Let $\alpha \in \Lambda^{p}L$, which is $p$-th power of $L$, where $L$ is linear space of dimension equal to $n$. Let us consider the following map $f_{\alpha} \colon L \rightarrow \Lambda^{p+1}L$ given with the formula $f_{\alpha}(\sigma)=\alpha \wedge \sigma$, where $\wedge$ is a wedge product.

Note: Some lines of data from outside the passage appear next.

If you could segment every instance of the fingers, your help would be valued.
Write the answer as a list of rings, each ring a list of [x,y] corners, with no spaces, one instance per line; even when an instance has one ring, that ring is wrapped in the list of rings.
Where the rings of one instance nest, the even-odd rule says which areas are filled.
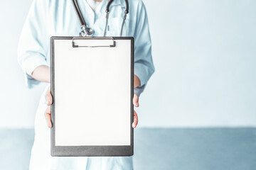
[[[135,128],[138,125],[138,115],[136,111],[134,110],[134,122],[132,123],[132,128]]]
[[[50,128],[52,127],[52,123],[50,120],[50,106],[48,106],[45,112],[45,117],[46,120],[47,126]]]
[[[50,87],[48,88],[46,94],[46,101],[48,106],[50,106],[53,103],[53,96],[50,94]]]
[[[139,97],[136,94],[134,94],[133,104],[136,107],[139,107]]]

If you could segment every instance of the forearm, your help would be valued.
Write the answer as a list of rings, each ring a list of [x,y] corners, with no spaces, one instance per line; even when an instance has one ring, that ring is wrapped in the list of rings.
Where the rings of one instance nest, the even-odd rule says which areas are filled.
[[[38,66],[33,72],[31,76],[38,81],[50,83],[50,67],[46,65]]]
[[[140,86],[140,80],[139,77],[134,75],[134,88],[137,88]]]

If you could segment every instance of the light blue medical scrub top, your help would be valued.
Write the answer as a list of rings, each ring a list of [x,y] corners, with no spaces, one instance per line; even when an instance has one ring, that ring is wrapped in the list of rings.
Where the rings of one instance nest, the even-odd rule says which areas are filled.
[[[93,36],[103,36],[105,8],[103,1],[92,11],[85,0],[78,0]],[[134,74],[141,86],[134,92],[139,96],[154,72],[151,43],[145,6],[141,0],[129,0],[129,12],[124,23],[122,36],[134,38]],[[119,36],[124,12],[124,0],[114,0],[110,6],[107,36]],[[40,82],[31,75],[40,65],[50,66],[50,38],[79,36],[80,26],[72,0],[34,0],[30,8],[18,49],[20,64],[28,88]],[[118,81],[118,80],[117,80]],[[47,108],[42,95],[35,120],[35,140],[31,151],[30,169],[132,169],[132,157],[52,157],[50,154],[50,129],[43,113]]]
[[[94,12],[85,0],[78,0],[85,22],[94,30],[93,36],[103,36],[106,23],[107,1]],[[129,11],[122,36],[134,38],[134,74],[141,86],[134,92],[139,96],[154,72],[151,42],[145,6],[142,0],[129,0]],[[119,36],[124,0],[114,0],[110,8],[106,36]],[[18,48],[18,61],[28,88],[40,81],[31,75],[40,65],[50,66],[50,38],[79,36],[80,26],[71,0],[34,0],[26,18]],[[117,80],[118,81],[118,80]]]

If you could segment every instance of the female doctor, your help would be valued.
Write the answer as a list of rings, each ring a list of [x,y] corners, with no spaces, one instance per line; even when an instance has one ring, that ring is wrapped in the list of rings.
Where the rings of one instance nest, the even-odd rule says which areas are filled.
[[[93,30],[92,35],[94,37],[102,37],[104,34],[105,36],[120,35],[127,6],[124,0],[113,1],[110,6],[106,25],[105,11],[108,3],[105,0],[78,0],[83,18]],[[134,38],[135,89],[133,103],[138,107],[138,96],[154,72],[148,20],[142,0],[129,0],[129,13],[122,28],[122,36]],[[50,82],[50,38],[53,35],[79,36],[80,31],[80,22],[71,0],[33,1],[18,49],[18,61],[25,74],[28,88],[33,88],[41,81]],[[41,96],[36,115],[36,135],[30,161],[31,170],[133,169],[132,157],[51,157],[51,103],[52,96],[48,84]],[[135,128],[138,118],[135,110],[134,113],[134,122],[132,127]]]

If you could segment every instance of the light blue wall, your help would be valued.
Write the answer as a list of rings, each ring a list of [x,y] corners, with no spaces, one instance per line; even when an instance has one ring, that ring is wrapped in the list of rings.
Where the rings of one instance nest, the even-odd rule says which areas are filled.
[[[255,126],[256,1],[144,1],[156,72],[137,109],[139,125]],[[26,89],[16,62],[31,2],[0,1],[0,127],[32,127],[43,87]]]

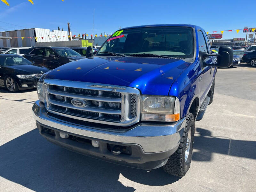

Prove that if $\alpha, \beta \in \Lambda^{p}L$ and $p<n$, then: $$f_{\alpha} = f_{\beta} \iff \alpha = \beta.$$
The part where we assume $\alpha = \beta$ is easy, but what about another implication? Does anything come your minds? This was the first thing I thought about: $$\alpha_{1} \wedge \dots \wedge \alpha_{p} \wedge \sigma= \beta_{1} \wedge \dots \wedge \beta_{p} \wedge \sigma \iff (\alpha_{1} \wedge \dots \wedge \alpha_{p} - \beta_{1} \wedge \dots \wedge \beta_{p}) \wedge \sigma=0.$$I am stuck here, but maybe I don't see something very obvious about this.
Let $e_i$ be a basis for $L$, and assume $\alpha =\sum_I a_Ie_I$ where $I\subseteq \{1,2,\dots, n\}, \ |I|=p$ and $e_{\{i_1,\dots, i_p\}} =e_{i_1}\land\dots \land e_{i_p}$ with $i_1<\dots<i_p$.
We have to prove $f_{\alpha} =0 \implies \alpha=0$.
Assume some $a_I\ne 0$, then since $|I|=p<n$, there's an index $j\notin I$, and hence $a_I(e_I\land e_j)$ will be a nonzero term in $f_\alpha(e_j)$.